Uganda’s central bank cut its Central Bank Rate (CBR) by 50 basis points to 9.00 percent, saying “a cautious easing of monetary policy is warranted to further boost private sector credit growth and to strengthen the economic growth momentum” given the spare capacity in the economy and the objective of keeping inflation close to the target.
The rate cut is a continuation of the Bank of Uganda’s (BOU) easing campaign that began in April 2016 as it slowly unwinds 600 points of rate hikes in 2015.
It is BOU’s first rate cut this year after cuts totaling 250 basis points in 2017 – most recently in October 2017 – and by 500 points in 2016. Since April 2016 the CBR rate has been lowered by a total of 800 points.
Uganda’s headline inflation rate declined to 3.0 percent in January from 3.3 percent in December and while the near-term forecast is similar to that from December, the BOU said the 12-month forecast had been lowered by around 1 percentage point, mainly due to lower food prices.
Core inflation eased to 2.6 percent in January from 3.0 percent in December.
By the second half of 2019, headline and core inflation is now seen converging to 5 percent as the economy strengthens though spare capacity will help dampen inflationary pressures. The BOU targets core inflation of 5.0 percent, plus/minus 2 percentage points.
Uganda’s economy is projected to have grown between 5.0 and 6.0 percent in 2017, up from 2.5 percent in 2016, and the BOU forecasts growth in the 2017/18 financial year, which ends June 30, of 5.0-5.5 percent.
This growth forecast is slightly up from BOU’s December forecast of 5.0 percent but similar to its forecast from October 2017 when it also forecast 5.0-5.5 percent.
The BOU noted signs of a revival of private investment activity as reflected by a recovery of foreign direct investment, improved shilling credit extension and an increase in the imports of raw materials and capital goods.
“Over the next five years, economic growth is projected to average 6.3 percent, boosted by public investments, increasing growth in consumption and improved agricultural productivity,” BOU said.
After falling sharply in 2014 and 2015, Uganda’s shilling depreciated further in 2016 and 2017 but at a slower pace.
Today the shilling was trading at 3,632 to the U.S. dollar, largely unchanged from 3,634 at the start of 2018.
The Bank of Uganda released the following statement:
The pace of economic activity strengthened in 2017. Indeed, the high frequency indicator of real economic activity, Bank of Uganda’s Composite Index of Economic Activity (CIEA), projects economic growth for 2017 to be in the range of 5.0-6.0 percent compared to 2.5 percent in 2016. In addition, there are indications of a revival in private investment activity; as reflected by the recovery of Foreign Direct Investment, which grew by 18.5 percent in 2017 compared to a decline of 30.5 percent in 2016; improving shilling credit extension by 10.8 percent in December 2017 compared to 7.9 percent in December 2016; and an increase of imports of raw materials and capital goods, which grew by 17.4 percent in 2017 compared to a decline of 21.1 percent in 2016. These developments, coupled with an improving global economic outlook, could strengthen domestic economic activity.
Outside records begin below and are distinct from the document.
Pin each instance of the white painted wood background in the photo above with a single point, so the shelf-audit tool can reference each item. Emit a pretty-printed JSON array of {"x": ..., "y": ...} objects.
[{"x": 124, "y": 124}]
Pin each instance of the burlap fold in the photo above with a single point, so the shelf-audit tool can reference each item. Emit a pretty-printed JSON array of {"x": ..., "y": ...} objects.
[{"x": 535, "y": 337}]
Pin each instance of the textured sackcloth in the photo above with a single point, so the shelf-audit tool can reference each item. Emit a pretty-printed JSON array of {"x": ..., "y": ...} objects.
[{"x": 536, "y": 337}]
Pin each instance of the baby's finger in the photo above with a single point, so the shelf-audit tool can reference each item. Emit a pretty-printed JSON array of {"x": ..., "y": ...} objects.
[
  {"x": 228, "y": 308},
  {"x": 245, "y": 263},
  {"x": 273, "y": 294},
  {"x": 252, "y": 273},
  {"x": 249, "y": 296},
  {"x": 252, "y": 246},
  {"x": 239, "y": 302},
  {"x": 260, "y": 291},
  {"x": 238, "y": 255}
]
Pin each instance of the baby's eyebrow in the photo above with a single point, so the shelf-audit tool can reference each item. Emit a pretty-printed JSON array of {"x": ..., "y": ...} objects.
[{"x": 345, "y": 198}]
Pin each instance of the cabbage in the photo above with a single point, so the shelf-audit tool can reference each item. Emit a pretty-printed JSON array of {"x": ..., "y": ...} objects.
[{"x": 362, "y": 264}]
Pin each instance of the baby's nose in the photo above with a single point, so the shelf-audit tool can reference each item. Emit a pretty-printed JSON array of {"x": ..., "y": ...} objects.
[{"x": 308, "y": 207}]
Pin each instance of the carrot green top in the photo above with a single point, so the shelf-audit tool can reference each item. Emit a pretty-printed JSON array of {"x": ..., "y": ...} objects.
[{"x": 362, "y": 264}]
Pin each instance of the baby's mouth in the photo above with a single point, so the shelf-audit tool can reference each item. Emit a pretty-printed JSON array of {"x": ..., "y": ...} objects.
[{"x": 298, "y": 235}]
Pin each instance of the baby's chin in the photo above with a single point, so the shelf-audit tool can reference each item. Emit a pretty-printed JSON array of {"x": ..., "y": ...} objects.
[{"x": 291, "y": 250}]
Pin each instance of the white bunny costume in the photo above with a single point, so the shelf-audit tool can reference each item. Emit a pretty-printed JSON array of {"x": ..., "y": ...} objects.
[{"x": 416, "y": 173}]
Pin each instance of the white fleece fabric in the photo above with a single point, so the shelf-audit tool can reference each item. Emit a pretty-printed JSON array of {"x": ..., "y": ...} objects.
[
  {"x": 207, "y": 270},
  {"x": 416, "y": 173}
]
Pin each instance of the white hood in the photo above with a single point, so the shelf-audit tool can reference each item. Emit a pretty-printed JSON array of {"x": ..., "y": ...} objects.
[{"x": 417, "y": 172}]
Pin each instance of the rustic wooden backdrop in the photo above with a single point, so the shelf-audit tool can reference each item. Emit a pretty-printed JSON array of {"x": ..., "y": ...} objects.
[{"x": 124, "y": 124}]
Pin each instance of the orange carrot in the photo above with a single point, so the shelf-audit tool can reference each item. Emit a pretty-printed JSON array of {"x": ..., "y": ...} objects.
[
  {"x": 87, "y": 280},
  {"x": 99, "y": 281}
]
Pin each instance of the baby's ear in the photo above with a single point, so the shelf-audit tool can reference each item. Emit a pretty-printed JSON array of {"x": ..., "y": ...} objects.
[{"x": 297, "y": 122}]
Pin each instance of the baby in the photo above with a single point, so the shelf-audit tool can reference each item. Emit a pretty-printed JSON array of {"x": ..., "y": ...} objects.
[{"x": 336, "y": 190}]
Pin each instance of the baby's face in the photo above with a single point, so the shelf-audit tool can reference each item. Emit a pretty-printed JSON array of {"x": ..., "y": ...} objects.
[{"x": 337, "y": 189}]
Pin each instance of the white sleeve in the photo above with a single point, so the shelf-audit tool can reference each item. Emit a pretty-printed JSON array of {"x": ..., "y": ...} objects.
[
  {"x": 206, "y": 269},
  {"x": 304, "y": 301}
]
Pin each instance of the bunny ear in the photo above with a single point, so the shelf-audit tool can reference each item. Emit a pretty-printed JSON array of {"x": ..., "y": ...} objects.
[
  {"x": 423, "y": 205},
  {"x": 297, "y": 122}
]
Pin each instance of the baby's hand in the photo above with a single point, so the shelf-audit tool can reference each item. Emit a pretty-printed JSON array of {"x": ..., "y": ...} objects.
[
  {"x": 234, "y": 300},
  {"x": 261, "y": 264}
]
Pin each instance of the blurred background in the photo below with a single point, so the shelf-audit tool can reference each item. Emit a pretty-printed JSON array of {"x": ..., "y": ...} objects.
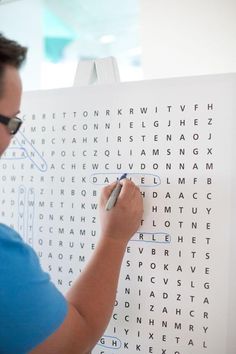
[{"x": 149, "y": 38}]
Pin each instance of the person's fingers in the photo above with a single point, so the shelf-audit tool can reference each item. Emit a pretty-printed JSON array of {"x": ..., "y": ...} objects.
[
  {"x": 127, "y": 190},
  {"x": 106, "y": 191}
]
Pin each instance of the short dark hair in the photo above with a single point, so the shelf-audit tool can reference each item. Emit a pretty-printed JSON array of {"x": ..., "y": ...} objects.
[{"x": 11, "y": 53}]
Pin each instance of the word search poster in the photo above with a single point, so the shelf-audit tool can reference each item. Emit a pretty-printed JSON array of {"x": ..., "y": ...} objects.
[{"x": 175, "y": 139}]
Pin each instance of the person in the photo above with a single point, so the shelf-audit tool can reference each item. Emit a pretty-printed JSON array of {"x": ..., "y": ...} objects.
[{"x": 34, "y": 316}]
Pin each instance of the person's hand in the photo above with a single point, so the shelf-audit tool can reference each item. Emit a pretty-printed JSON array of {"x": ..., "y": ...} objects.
[{"x": 123, "y": 220}]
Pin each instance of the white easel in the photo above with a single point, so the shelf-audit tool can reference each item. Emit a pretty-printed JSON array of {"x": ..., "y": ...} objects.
[{"x": 99, "y": 71}]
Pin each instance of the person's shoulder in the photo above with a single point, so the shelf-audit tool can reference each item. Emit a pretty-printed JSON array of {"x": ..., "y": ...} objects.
[{"x": 17, "y": 258}]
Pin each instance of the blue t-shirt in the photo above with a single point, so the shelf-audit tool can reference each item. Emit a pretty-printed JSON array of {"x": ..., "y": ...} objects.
[{"x": 31, "y": 307}]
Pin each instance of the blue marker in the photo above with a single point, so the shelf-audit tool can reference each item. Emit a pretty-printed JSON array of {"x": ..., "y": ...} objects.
[{"x": 115, "y": 193}]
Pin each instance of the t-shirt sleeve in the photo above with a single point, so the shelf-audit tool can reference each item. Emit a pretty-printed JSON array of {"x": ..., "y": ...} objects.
[{"x": 31, "y": 307}]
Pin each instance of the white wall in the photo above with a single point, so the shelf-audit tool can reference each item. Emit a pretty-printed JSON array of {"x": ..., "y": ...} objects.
[
  {"x": 21, "y": 20},
  {"x": 188, "y": 37}
]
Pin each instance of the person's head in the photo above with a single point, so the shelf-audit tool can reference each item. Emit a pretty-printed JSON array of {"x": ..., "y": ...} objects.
[{"x": 12, "y": 56}]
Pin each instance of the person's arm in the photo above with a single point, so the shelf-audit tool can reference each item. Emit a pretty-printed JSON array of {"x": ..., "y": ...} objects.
[{"x": 91, "y": 298}]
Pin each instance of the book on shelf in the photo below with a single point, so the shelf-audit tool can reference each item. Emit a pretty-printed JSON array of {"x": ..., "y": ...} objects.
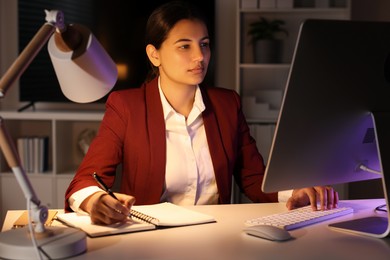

Economic growth for Financial Year 2017/18 is now projected in the range of 5.0-5.5 percent, a positive payoff for the current stimulatory monetary policy.
Over the next five years, economic growth is projected to average 6.3 percent, boosted by public investments, increasing growth in consumption, and improved agricultural productivity. There are nonetheless downside risks to this outlook. The growth of private sector credit remains below historic levels and the cost of credit remains relatively high for micro and small loans while the cost to corporates have declined.
The near-term inflation forecasts are similar to those of the MPC meeting in December 2017. However, forecasts for the 12-months horizon are lower by about 1 percentage point, in large part due to lower food inflation. Inflation is forecast to increase gradually, as the economy strengthens with both the headline and core inflation converging to 5 percent by the second half of 2019. There are nonetheless, upside risks to this outlook, including the path of the exchange rate which in part is contingent on external economic environment, the future direction of food crops prices and the evolution of international crude oil prices. The Bank of Uganda (BoU) estimates that there is still spare capacity in the economy that will dampen inflationary pressures.
Given the objective of keeping inflation close to the target and the estimated spare capacity in the economy, a cautious easing of monetary policy is warranted to further boost private sector credit growth and to strengthen the economic growth momentum. The BoU will therefore reduce the Central Bank Rate (CBR) by 50 basis points to 9.0 percent. The band on the CBR will be maintained at +/-3 percentage points and the margin on the rediscount rate at 4 percentage points on the CBR. Consequently, the rediscount rate and the bank rate have been reduced to 13.0 percent and 14.0 percent, respectively.”